"From my Collection"
Some interesting examples from our collections



Post card collecting and philately often go hand in hand, not least when forming part of a postal history collection.


The post card shown here is from the St. Albans, Harpenden & District Philatelic Society Local History Collectiion.

It is thought that the view dates from around 1900 and it shows the Hunt gathering on Redbourn Common. Redbourn is a village almost 3½ miles east of Harpenden; at the time the post card was produced the two were linked by the Harpenden - Hemel Hempstead - Heath Park Halt branch line of the Midland Railway (The Nickey Line").


The message on the front of the card is interesting, as it triggered the postage due markings on the reverse. The card is destined for Canada but unfortunately the sender has only affixed a ½d. King Edward VII stamp, whereas the Foreign & Colonial rate for a post card (i.e. with a message) was then 1d.

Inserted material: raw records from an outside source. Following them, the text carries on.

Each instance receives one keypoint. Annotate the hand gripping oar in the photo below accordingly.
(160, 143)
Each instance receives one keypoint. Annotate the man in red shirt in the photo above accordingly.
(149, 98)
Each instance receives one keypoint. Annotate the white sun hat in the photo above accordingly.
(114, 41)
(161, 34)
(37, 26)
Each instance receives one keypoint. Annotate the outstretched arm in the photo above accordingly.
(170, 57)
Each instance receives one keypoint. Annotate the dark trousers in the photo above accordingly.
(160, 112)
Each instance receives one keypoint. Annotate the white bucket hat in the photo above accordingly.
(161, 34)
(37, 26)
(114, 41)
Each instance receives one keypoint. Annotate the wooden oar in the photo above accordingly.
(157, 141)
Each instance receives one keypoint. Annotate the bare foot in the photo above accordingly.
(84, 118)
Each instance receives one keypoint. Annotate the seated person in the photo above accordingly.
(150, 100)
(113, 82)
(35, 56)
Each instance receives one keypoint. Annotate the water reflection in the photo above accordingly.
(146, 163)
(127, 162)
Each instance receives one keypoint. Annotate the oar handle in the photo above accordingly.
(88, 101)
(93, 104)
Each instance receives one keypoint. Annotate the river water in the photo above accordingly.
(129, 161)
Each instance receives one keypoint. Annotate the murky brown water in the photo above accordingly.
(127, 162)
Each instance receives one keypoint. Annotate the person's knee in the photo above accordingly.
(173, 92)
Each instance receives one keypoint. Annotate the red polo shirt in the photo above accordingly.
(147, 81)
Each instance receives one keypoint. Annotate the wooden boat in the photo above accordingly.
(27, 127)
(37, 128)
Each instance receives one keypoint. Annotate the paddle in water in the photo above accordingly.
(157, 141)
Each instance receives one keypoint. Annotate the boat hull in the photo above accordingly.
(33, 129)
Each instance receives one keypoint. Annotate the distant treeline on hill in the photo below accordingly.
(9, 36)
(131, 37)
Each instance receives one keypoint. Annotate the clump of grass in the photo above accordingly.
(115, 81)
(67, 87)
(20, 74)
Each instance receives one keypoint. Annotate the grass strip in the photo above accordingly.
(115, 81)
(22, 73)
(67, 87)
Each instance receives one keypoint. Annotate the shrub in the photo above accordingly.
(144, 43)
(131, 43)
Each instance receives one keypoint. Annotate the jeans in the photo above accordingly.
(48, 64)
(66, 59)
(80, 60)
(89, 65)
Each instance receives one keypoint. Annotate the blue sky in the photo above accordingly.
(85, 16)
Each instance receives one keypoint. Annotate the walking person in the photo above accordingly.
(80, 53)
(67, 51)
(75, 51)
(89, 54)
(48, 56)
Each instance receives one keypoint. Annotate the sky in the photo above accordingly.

It will be seen that the card has been marked with a "5". This was applied in Britain since under the rules of the Universal Postal Union, the originating country had to calcute the "deficiency" (the amount of the underpayment) which in this case was ½d. This amount was then converted into 5 centimes – the currency of the Latin Monetary Union used by the Universal Postal Union - hence the marking.


The destination country (Canada) then doubled this figure and converted the resultant amount into its own currency, which in this case gave a charge of 2 (Canadian) cents to be collected the recipient, Mr. Doubleday.

Pcs Redbourn Hunt only.jpg
Pcs Redbn Hunt rev.jpg

The REDBOURN postmark is difficult to read but appears to be JANUARY 15 1907.


Interestingly, in October 1907, the procedure for handilng underpaid foreign mail was changed. From that date the doubling of the deficiency calculation was undertaken by the orginating country and so the card would have been marked 10 (centimes) rather than 5.The Canadian Post Office would simply convert this into local currency - and so Mr Doubleday would still have had to pay 2 cents!

However had the sender simply sent the card without a message, and with just the sender's name and up to five words of conventional greeting, the ½d stamp would have sufficed as the card would have qualified for the overseas Printed Matter Rate that remained ½d. until 1949.